BOSTON — Before the Blue Jays scored 28 runs Friday at Fenway Park — setting a record for their organization and a new low for the Red Sox — Raimel Tapia hit a routine fly ball that turned into one of the moments of the season.
With the bases loaded and two outs in the third, nothing about Tapia’s contact looked encouraging. You’d be excused if you looked away or got out of your seat a moment early. But suddenly, there was center fielder Jarren Duran, arms outstretched as the ball fell 30 feet behind him on the warning track. That’s when Tapia heard his first-base coach.
“[Mark] Budzinski told me, ‘You’ve got to go,’” Tapia said.
Before Tapia reached second, his helmet was bouncing on the dirt behind him. By the time he rounded third, Lourdes Gurriel Jr., Danny Jansen and Santiago Espinal were crowded around home plate, ready to mob their teammate who had just — somehow — hit an inside-the-park grand slam to burst the game wide open, 10-0, en route to a 28-5 win.
Tapia’s crash into home was part slide, part belly flop. By the time he came to a full stop, he stretched his arms and legs as far as they’d reach into a Superman pose.
It was the Blue Jays’ first inside-the-park homer since Ezequiel Carrera on May 6, 2017. It was also the first inside-the-park grand slam since the Nationals’ Michael A. Taylor pulled it off on Sept. 8, 2017, and just the second in Blue Jays history, stretching all the way back to June 2, 1989, when Junior Felix did it right here in Boston.
“Pete [Walker, pitching coach] and I were joking about it in the dugout,” Blue Jays manager John Schneider said after the game. “You look at that and you just think, ‘OK, this is different. This is cool.’ You don’t really see that every day. It was just one of those nights where you saw something special.”
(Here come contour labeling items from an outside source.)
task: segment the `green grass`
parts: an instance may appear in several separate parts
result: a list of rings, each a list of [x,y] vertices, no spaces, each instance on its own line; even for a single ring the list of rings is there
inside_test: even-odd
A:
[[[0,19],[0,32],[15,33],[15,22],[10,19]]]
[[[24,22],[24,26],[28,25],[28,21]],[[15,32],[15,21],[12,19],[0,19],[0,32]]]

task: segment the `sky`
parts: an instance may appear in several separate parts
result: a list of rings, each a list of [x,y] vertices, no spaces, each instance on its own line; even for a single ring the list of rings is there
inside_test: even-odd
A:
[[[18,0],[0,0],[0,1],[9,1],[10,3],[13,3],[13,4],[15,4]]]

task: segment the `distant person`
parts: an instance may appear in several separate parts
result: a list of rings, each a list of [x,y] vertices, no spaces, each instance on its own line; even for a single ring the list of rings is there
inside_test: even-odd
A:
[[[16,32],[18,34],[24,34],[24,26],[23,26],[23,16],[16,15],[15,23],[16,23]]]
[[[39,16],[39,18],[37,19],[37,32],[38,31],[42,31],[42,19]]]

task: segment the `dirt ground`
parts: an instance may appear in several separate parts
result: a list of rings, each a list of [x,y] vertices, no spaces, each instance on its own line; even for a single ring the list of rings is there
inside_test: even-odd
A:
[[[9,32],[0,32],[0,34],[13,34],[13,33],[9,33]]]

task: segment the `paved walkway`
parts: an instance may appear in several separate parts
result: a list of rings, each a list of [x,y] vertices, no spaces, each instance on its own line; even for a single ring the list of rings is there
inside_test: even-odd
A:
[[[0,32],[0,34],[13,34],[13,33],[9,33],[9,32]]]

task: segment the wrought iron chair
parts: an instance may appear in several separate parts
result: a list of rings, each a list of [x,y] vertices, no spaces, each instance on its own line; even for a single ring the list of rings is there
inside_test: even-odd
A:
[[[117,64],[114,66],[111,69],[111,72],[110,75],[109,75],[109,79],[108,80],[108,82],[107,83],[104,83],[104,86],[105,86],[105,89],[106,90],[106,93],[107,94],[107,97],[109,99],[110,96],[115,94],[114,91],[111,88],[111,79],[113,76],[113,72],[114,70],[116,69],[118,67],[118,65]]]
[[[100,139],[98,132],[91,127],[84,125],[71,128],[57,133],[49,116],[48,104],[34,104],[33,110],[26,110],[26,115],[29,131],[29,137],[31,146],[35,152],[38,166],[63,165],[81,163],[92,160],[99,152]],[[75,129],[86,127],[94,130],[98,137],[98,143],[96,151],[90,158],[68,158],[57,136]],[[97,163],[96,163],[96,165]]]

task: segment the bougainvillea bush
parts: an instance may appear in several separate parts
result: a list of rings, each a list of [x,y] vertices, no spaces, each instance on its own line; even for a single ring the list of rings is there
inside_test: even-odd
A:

Special is an understatement, but it’s difficult to summarize Friday with a word. The Blue Jays’ new record for runs came with a franchise-best 29 hits, including a whopping 11 runs in the fifth inning as the Blue Jays opened up a 25-3 lead midway through. For much of the game, it looked like they’d take a run at the all-time AL/NL record of 30, set by the Rangers in 2007.
Jansen and Gurriel, who were both involved in the play, were also two of the night’s stars. Gurriel tied the Blue Jays’ record with six hits in a single game, while Jansen homered twice, both clearing the Green Monster.
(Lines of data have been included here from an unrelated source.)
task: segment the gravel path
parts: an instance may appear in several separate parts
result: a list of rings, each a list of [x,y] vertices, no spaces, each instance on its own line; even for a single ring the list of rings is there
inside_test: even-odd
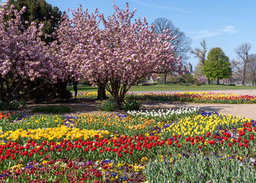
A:
[[[195,91],[154,91],[147,92],[195,92]],[[211,90],[200,92],[212,92],[215,93],[231,93],[238,95],[256,95],[255,89],[239,89],[239,90]],[[218,112],[224,114],[232,114],[235,116],[241,116],[250,117],[256,120],[256,104],[195,104],[195,103],[178,103],[172,104],[169,102],[159,103],[162,108],[181,107],[192,108],[199,107],[202,111],[208,112]],[[145,108],[148,108],[147,104],[144,104]]]
[[[185,91],[158,91],[158,92],[180,92]],[[187,91],[188,92],[188,91]],[[248,90],[212,90],[204,92],[212,92],[215,93],[233,93],[238,95],[256,95],[255,89]],[[78,116],[83,113],[98,113],[99,101],[92,98],[79,98],[77,101],[73,99],[67,103],[34,103],[27,105],[25,109],[20,111],[9,111],[12,113],[14,111],[18,112],[21,115],[33,115],[40,114],[33,114],[31,110],[37,107],[41,107],[44,105],[65,105],[70,106],[73,109],[72,113],[64,114],[64,115],[68,116]],[[235,116],[240,116],[244,117],[250,117],[253,120],[256,120],[256,104],[195,104],[195,103],[183,103],[183,102],[172,102],[172,101],[143,101],[142,102],[142,110],[159,110],[159,109],[169,109],[174,108],[192,108],[199,107],[201,111],[208,112],[218,112],[224,114],[232,114]],[[1,111],[0,111],[1,112]],[[8,111],[5,111],[8,112]],[[104,112],[106,113],[106,112]],[[125,114],[123,111],[111,112],[111,114]]]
“I just put my head down and started running. I thought he caught it,” Jansen said of the slam. “I looked back once and saw his hands were up, so I just started running. Eventually, I turn around, and he’s rounding third base.”
Tapia’s inside-the-parker was when this win shifted from a good start to something potentially bigger. On a young club that celebrates as well as any other, the dugout was vibrating when Tapia got back to his teammates.
“It was very, very emotional. That’s the way we are. We celebrate everything here,” Tapia said through an interpreter. “We were very happy about it. It was just great, that celebration in the dugout.”
Tapia finished the game 3-for-7 with six RBIs, not a bad day at the office as he filled in for George Springer, who’s getting his right elbow back to 100 percent. The day raised Tapia’s average to .279 and OPS to .709 as he finds more ways to contribute to the Blue Jays, but Friday’s performance will be as unique as it gets.